The federal historic rehabilitation tax credit (HTC) program is an indirect federal subsidy to finance the rehabilitation of historic buildings with a 10 percent or 20 percent tax credit for qualified expenditures.

 

History

The HTC has its roots in the National Historic Preservation Act of 1966, which created the National Register of Historic Places, which helped coordinate and support public and private efforts to identify, evaluate and protect historic and archeological resources. A decade later, in 1976, the federal government began providing tax incentives for historic building renovations in the form of accelerated depreciation. Congress introduced a HTC in 1979, with anyone who rehabilitated a building 20 years or older receiving a 10 percent credit based on qualified expenditures. In 1981, the program became three-tiered: 15 percent for buildings 30-39 years old, 20 percent for buildings 40 or older and 25 percent for buildings deemed historic structures.

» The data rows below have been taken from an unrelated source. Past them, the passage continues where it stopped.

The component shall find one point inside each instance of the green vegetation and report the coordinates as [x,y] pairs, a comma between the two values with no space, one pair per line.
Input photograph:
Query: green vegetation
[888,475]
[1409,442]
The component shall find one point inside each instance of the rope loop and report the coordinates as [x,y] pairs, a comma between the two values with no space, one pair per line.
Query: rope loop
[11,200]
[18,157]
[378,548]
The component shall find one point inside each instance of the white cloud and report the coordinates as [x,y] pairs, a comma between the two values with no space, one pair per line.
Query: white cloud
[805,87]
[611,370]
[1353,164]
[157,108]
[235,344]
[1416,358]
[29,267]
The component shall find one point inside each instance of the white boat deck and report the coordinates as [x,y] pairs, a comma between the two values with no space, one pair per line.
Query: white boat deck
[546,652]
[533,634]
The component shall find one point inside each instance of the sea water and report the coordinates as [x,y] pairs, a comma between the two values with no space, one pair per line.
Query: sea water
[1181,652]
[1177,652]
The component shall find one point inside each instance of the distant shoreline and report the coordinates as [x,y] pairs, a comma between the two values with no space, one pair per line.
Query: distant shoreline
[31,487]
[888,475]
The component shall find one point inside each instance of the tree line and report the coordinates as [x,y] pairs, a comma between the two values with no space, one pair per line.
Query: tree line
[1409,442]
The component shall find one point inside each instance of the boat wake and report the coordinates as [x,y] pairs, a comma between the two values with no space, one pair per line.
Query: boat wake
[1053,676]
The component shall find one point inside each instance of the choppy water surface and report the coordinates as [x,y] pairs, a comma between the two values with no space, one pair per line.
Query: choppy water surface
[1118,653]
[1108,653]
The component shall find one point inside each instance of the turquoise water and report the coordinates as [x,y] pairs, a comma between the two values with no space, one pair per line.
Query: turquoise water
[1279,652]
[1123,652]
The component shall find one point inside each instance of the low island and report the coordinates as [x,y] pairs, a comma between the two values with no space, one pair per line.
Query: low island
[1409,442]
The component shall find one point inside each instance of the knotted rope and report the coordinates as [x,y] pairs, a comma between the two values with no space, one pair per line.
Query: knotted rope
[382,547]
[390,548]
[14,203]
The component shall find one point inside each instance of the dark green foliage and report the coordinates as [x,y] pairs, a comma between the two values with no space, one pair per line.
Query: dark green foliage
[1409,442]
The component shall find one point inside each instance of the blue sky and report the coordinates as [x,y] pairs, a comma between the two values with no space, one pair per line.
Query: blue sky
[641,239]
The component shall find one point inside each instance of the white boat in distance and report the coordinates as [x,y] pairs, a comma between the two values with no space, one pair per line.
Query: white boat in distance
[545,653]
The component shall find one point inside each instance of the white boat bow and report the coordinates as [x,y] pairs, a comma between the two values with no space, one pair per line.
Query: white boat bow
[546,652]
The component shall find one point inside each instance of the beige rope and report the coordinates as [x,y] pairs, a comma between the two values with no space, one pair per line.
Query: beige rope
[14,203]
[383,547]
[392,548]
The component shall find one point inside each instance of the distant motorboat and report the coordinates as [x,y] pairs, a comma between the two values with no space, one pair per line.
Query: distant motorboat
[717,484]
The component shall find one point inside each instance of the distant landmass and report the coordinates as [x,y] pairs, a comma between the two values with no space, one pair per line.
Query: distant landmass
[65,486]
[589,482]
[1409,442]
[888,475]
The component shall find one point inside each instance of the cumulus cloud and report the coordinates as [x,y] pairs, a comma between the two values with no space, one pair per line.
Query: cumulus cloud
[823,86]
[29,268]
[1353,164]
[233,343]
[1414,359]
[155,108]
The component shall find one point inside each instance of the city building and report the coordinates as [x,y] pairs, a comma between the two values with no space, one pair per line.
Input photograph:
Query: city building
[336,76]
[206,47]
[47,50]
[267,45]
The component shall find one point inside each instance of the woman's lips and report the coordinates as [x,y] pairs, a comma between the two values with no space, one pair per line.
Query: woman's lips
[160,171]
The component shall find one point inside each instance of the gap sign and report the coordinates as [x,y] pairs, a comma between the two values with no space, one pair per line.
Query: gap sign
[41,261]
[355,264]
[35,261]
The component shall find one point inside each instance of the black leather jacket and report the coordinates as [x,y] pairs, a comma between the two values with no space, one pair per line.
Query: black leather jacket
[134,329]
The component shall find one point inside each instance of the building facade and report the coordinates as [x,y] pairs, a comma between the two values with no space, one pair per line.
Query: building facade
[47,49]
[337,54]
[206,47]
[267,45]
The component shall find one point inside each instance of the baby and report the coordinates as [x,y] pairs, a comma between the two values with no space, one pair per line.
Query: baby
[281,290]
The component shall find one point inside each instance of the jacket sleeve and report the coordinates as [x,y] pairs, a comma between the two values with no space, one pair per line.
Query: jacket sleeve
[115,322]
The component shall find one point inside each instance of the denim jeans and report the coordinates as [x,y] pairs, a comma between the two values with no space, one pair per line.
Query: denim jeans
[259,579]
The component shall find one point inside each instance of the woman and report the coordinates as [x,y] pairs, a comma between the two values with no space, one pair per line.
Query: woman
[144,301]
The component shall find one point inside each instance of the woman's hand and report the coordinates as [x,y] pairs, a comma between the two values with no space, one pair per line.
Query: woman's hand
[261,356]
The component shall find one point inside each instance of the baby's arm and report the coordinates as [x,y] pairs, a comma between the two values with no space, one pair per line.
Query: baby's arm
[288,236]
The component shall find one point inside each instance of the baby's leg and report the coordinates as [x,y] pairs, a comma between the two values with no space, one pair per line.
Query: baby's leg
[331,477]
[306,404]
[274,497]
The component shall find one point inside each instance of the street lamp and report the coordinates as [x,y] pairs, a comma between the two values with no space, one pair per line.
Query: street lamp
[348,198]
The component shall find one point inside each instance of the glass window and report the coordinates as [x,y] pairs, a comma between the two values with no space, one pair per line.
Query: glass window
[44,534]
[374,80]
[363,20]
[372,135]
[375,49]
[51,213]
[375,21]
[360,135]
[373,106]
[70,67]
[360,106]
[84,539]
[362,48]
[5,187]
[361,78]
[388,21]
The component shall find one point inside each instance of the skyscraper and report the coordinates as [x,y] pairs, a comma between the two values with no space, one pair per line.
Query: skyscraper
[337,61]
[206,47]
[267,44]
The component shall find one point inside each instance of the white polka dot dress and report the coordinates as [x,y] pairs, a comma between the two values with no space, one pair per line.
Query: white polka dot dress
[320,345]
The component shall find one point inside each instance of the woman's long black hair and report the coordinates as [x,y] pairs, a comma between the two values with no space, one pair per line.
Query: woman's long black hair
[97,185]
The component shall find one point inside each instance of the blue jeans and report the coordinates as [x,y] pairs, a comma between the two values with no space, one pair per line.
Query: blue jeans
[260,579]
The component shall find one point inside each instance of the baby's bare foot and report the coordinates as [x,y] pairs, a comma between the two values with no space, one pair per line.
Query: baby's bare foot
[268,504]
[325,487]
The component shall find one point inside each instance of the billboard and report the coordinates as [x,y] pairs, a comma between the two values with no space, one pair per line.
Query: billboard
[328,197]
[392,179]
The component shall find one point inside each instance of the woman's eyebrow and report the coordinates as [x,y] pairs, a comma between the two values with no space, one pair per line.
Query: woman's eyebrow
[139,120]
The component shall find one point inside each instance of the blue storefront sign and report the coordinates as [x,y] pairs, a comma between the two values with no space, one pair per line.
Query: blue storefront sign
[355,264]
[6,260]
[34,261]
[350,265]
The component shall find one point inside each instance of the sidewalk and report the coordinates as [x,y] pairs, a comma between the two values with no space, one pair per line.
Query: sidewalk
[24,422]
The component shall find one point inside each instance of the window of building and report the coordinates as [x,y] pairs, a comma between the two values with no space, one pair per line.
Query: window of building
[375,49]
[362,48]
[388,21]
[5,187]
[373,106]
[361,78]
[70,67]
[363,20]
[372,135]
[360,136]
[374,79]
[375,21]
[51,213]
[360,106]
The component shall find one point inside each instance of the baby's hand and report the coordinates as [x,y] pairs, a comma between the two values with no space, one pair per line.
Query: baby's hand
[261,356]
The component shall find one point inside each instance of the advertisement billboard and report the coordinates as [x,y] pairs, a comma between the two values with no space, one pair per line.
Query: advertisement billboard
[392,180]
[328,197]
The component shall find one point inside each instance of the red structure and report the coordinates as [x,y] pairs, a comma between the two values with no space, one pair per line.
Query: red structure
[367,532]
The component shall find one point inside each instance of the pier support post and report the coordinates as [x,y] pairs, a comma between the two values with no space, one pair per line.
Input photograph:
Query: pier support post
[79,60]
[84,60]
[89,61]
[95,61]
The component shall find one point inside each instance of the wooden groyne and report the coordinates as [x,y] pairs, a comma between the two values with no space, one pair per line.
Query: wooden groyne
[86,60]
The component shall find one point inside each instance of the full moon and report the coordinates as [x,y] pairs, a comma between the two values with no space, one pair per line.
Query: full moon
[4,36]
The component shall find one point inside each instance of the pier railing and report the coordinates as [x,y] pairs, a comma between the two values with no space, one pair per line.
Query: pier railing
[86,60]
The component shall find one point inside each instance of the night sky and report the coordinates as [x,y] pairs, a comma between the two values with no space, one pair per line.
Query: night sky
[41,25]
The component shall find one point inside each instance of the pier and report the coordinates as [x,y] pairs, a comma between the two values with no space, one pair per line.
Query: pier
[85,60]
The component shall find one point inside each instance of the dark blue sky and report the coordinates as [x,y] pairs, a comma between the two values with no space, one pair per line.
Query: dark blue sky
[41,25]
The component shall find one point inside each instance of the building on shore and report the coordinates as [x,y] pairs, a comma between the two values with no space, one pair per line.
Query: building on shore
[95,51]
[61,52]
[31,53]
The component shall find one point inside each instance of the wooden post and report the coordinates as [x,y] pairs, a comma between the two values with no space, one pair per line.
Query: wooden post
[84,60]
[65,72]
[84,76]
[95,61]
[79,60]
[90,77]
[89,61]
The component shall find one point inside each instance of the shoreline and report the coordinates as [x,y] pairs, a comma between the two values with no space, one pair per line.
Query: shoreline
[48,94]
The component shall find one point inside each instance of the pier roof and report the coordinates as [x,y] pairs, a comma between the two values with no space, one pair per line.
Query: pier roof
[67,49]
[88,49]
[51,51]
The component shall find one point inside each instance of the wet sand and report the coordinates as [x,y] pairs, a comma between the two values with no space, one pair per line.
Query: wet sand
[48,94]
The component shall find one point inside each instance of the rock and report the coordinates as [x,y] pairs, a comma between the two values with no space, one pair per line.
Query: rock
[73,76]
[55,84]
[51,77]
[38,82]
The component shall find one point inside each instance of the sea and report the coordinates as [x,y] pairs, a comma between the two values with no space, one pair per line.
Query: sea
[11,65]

During the 1986 federal tax reform, the credit was changed to a two-tier system with a 10 percent credit for nonresidential buildings placed in service before 1936 and a 20 percent credit for structures deemed historic by the National Park Service. It is administered jointly by the Department of the Interior and the Department of the Treasury.

State Credits

Most state tax credit programs mirror the national program, although often with different percentages. A building owner generates credits by completing a certified rehabilitation on a qualified rehabilitation building.

10 Percent Credit

To qualify for the 10 percent credit, a building must have been placed in service before 1936 and must not be considered a certified historic structure. Non-contributing buildings with a historic district can use the 10 percent credit but buildings that will be used as residential rental property don’t qualify.

20 Percent Credit

To qualify for the 20 percent credit, a building must be a certified historic structure (buildings individually listed on the National Register of Historic Places or listed as a contributing building in a National Register or state or local historic district certified by the Secretary of the Interior. The National Park Service determines if a building is a certified historic structure by approving Part 1 of the application.